The resort has developed “edible landscaping”, meaning that the plants on-site also supply the restaurant with fresh herbs and produce. Buildings are tailored to the tropical environment, with sustainable timber construction and roofs thatched from local reeds. Oh, and if you’re keen for some spa time, Pure Fiji toiletries are used in the spa, and all water is recycled through lotus-dotted lagoons.
Best for: Exploring a UNESCO World Heritage
Though China may not be a place we automatically associates with sustainability, Six Senses Qing Cheng Mountain proves us wrong. Located at the picturesque gateway to the majestic Qing Cheng Mountains, it’s a natural paradise. In fact, the hotel was created specifically to complement the UNESCO World Heritage & Natural Cultural site near Dujiangyan.
Staying in line with Six Senses’ philosophy, the resort is committed to improving the ecological and carbon footprint resulting from the resort operations. The idea is that the hotel and guests can work together to ensure the maximum benefits. For example, the Six Senses purifies and mineralises its own drinking water (in re-usable glass bottles), sources responsible ingredients and produce from the local community and grows its own organic gardens. Stay tuned for the upcoming partnership with Panda Mountain, and the efforts to support a sustainable education within local schools.

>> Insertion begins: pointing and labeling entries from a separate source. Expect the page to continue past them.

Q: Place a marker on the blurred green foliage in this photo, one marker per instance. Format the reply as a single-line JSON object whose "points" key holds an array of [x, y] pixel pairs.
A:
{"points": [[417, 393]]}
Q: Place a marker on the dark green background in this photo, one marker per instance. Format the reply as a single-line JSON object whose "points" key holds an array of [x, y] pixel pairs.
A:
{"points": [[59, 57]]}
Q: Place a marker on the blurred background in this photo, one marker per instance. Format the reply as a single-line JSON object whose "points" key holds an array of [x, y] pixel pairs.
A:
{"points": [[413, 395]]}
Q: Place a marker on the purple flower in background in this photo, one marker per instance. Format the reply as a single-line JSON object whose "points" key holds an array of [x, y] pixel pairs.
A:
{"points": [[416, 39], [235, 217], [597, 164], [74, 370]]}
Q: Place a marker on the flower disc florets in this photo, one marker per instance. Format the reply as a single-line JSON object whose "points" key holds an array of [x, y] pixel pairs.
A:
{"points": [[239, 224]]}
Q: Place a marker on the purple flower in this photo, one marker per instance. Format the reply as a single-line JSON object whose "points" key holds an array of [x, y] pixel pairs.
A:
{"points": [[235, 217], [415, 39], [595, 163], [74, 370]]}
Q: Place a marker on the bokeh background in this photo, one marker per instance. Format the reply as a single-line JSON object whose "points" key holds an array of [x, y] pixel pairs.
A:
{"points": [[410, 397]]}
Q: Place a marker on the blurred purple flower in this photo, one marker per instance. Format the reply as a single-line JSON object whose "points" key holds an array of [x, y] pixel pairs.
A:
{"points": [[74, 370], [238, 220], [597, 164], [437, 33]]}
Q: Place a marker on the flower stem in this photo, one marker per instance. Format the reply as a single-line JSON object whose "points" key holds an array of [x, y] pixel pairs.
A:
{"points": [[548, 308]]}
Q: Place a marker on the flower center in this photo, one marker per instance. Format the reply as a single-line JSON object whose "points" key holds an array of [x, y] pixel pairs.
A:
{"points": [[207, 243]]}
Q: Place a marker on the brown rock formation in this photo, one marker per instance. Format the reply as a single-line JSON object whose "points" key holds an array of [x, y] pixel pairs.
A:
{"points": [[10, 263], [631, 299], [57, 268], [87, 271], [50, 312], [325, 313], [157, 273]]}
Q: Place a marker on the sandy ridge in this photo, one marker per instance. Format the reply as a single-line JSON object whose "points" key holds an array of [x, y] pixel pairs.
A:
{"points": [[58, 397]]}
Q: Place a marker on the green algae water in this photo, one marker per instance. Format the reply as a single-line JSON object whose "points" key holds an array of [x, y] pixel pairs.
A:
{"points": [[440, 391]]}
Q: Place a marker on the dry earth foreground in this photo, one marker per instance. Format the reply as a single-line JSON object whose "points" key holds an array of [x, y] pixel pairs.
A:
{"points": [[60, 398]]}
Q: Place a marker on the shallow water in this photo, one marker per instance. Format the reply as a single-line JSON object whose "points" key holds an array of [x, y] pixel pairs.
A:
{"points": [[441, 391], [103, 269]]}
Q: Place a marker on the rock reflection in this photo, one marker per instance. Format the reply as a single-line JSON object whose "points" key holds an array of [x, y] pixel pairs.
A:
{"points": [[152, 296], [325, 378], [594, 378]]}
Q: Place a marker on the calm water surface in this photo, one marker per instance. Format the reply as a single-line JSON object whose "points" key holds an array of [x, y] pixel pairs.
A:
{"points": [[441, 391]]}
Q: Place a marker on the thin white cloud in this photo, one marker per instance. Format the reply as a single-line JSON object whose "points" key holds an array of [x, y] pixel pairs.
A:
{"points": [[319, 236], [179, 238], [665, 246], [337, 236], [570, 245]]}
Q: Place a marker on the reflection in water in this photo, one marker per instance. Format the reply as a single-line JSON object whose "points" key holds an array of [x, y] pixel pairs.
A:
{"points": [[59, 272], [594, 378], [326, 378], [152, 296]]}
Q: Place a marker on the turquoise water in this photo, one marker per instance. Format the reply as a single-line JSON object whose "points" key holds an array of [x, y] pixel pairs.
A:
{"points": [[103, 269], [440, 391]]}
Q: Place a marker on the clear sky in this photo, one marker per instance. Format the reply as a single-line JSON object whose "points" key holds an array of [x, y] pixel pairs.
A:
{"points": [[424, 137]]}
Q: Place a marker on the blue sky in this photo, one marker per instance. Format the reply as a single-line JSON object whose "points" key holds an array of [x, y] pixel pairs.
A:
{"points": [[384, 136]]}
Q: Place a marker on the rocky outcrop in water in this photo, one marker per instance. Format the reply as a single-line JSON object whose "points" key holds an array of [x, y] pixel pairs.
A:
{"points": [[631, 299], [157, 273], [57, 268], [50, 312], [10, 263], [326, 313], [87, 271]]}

Best for: Experiencing new sustainable practices
Surf, sand, sun, sustainability… It all goes hand-in-hand, really. The Harmony Hotel is a passion project by the founding couple. Priding themselves on creating an eco space, the hotel composts, uses solar-powered water heaters, landscapes with native plants and ensures at least 60% of the staff are locals.
We love that a greenhouse and farm provide most of the organic food served in the restaurant and juice bar. The experts here actually calculate and compensate for the hotel’s carbon emissions with a “Plant a Tree” project, where guests and staff plant trees in the local community. The dedicated staff also work with a local non-profit to protect the local sea turtle habitats and end poaching. There’s even a spigot near the reception area that provides purified rain-water!